With the last Reserve Bank of Australia (RBA) rate rise over 11 years ago, there are some financial advisers who have never known an inflationary environment. 

This could make it hard for some to advise their investor clients on how to obtain reliable and consistent income with defensive characteristics in today’s rising interest rate environment.

A key for fixed income investors today is to invest in credit that is linked to cash rates, such as residential mortgage-backed securities (RMBS) that have a floating rate of interest that increases if rates go up,” suggested Ashley Burtenshaw, co-founder and Chief Investment Officer at Gryphon Capital Investments. 

“For example, rates of combined RMBS tend to follow the RBA cash rate,” he said.

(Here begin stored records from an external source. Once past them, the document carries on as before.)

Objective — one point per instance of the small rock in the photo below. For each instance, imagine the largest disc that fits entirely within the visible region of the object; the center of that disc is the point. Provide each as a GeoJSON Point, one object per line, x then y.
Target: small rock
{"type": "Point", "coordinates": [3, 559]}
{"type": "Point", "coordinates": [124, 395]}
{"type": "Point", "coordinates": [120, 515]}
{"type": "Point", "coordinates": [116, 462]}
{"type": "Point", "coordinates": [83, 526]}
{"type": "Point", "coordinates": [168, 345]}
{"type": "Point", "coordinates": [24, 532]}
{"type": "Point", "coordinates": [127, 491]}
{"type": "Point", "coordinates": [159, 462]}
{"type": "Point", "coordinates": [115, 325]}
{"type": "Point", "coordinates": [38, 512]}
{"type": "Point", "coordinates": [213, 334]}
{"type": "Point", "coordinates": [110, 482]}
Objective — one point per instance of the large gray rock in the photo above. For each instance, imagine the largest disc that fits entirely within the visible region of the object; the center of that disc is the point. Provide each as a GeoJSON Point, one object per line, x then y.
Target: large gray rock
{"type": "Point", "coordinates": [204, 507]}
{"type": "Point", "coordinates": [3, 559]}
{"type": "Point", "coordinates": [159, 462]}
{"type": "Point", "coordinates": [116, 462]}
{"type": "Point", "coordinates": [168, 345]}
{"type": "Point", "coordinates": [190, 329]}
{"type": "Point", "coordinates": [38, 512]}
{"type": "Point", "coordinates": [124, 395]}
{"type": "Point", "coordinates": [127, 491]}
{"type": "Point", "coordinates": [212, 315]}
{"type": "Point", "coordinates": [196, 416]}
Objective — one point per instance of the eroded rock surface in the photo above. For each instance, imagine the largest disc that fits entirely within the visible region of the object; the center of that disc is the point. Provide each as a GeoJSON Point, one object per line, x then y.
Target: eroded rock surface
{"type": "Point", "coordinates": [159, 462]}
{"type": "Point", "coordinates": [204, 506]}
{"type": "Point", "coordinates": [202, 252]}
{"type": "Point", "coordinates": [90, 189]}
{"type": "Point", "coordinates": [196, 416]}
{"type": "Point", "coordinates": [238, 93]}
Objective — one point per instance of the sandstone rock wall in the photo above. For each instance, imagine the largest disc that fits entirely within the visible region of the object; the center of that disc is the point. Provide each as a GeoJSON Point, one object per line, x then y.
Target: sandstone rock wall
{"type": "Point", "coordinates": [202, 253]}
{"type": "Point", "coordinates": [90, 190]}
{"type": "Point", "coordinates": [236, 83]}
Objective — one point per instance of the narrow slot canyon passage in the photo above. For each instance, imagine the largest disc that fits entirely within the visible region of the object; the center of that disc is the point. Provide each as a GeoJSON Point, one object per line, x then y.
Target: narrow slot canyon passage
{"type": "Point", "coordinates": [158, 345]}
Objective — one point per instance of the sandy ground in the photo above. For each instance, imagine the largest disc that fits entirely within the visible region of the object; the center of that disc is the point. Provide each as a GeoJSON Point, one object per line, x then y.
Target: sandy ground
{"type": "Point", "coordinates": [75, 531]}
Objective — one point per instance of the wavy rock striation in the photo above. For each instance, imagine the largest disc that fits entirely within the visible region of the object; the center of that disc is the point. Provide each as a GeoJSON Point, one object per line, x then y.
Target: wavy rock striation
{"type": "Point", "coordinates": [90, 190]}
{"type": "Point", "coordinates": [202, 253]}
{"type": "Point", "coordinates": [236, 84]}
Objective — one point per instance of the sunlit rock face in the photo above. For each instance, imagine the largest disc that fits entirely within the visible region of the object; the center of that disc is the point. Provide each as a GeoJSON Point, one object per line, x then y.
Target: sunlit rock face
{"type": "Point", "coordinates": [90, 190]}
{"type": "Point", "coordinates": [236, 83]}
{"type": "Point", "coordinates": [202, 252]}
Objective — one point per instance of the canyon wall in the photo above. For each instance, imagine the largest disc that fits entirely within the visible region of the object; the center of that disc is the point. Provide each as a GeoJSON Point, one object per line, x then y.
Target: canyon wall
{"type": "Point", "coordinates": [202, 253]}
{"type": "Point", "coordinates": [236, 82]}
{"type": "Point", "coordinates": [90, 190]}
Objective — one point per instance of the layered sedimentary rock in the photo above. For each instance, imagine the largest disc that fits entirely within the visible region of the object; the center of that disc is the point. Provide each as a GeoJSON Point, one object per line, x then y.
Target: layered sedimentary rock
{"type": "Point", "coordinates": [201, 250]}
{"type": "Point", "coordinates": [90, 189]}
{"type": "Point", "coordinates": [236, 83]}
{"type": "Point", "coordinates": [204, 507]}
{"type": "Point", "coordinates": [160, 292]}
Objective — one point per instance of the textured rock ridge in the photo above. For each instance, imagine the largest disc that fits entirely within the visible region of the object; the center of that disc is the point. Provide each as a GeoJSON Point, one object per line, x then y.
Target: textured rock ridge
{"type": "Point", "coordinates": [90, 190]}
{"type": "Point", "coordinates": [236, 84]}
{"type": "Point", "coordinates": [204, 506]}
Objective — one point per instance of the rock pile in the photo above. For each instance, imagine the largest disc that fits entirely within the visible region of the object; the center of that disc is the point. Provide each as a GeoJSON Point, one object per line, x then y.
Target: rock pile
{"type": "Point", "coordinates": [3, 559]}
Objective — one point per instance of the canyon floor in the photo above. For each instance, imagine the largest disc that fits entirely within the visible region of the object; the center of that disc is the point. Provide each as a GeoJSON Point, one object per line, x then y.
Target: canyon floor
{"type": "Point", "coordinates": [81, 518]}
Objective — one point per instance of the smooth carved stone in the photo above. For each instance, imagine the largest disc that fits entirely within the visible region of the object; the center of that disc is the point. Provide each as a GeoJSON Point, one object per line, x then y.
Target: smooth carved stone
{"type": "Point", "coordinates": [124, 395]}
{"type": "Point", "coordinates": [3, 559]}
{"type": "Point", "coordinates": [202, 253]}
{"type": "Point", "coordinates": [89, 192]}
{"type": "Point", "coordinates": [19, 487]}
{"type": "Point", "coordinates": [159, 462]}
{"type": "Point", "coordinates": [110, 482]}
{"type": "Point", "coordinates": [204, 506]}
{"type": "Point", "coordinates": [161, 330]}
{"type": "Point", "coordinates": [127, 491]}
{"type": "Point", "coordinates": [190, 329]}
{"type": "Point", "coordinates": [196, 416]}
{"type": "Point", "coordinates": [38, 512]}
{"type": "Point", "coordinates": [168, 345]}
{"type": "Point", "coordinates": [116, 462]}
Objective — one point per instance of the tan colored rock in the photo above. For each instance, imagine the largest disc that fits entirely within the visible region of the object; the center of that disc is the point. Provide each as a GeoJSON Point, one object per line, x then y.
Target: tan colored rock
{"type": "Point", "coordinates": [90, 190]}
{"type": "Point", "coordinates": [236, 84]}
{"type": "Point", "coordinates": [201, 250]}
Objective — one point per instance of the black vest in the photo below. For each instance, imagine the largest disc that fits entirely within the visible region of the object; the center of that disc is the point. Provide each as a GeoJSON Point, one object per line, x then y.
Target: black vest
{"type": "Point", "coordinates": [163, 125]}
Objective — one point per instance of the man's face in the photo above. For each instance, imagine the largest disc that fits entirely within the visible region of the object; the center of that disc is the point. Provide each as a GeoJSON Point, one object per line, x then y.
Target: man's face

“They are also often seen as a safer haven asset and can help cushion a portfolio that may be too heavy on equities.”

“The reason is that RMBS are an investment similar to a bond but are made up of a bundle of home loans bought from the banks that issued them. Investors in RMBS receive periodic payments similar to bond coupon payments.”

RMBS offer an advantage over bonds as while they are similar in structure they are floating rate notes.”

“This means that the income investors receive from an RMBS investment increases as interest rates increase.”

Mr Burtenshaw suggested younger financial advisers learn more about RMBS and ABS as sources of income for their income-focused clients.

“For instance, not all advisers realise “RMBS sit high in the capital structure and consequently issuers are required to pay these obligations in full ahead of senior unsecured bank debt, hybrids or dividends, providing additional security. RMBS issuers must pay their RMBS obligations in full prior to being able to allocate cash (profits) to pay anything else such as senior unsecured bank debt, hybrids, or dividends.”

“Our in-depth and specialist focus on the domestic mortgage landscape reveals a level of certainty around borrower affordability and we see no reason why RMBS can’t continue to prosper in delivering the highest comparative returns for the risks involved for income investors.”

He also added that it was important to invest with an established and credible credit manager and that Gryphon Capital were big believers in reliable and consistent income for investors. “Gryphon was established to be the most advanced investor in our asset class with a philosophy built around the use of extensive data to drive investment decisions and provide transparency to income investors.”

Gryphon has been tactically positioning all its portfolios with a strong defensive bias. This was in anticipation of a weaker investment environment including elevated market volatility. Escalating geopolitical tensions culminating in Russia’s invasion of Ukraine have also compounded an already fragile market facing reduction in central bank liquidity, inflation and uncertainty regarding the pace and timing of interest rate increases. In Australia, add to all that moderating house prices.

Mr Burtenshaw noted the average Australian home loan payee is 2.1 years ahead of their mortgage payments*. “This means that they could miss over two years of mortgage payments and still be current with their mortgage.”

The RBA’s own Financial Stability Review (FSR) released in April 2022 shows that it was very focused on the impact of rate rises on the housing market. The report notes that most borrowers are well positioned to weather rate increases having built up substantial overpayments on their loans during the pandemic, citing “strength in household balance sheets has been underpinned by high savings, the strong labour market and rising house prices”.

“As a result,” Mr Burtenshaw said: “we believe RMBS are one of the least sensitive fixed income investments to interest rate rises and potential house price declines.”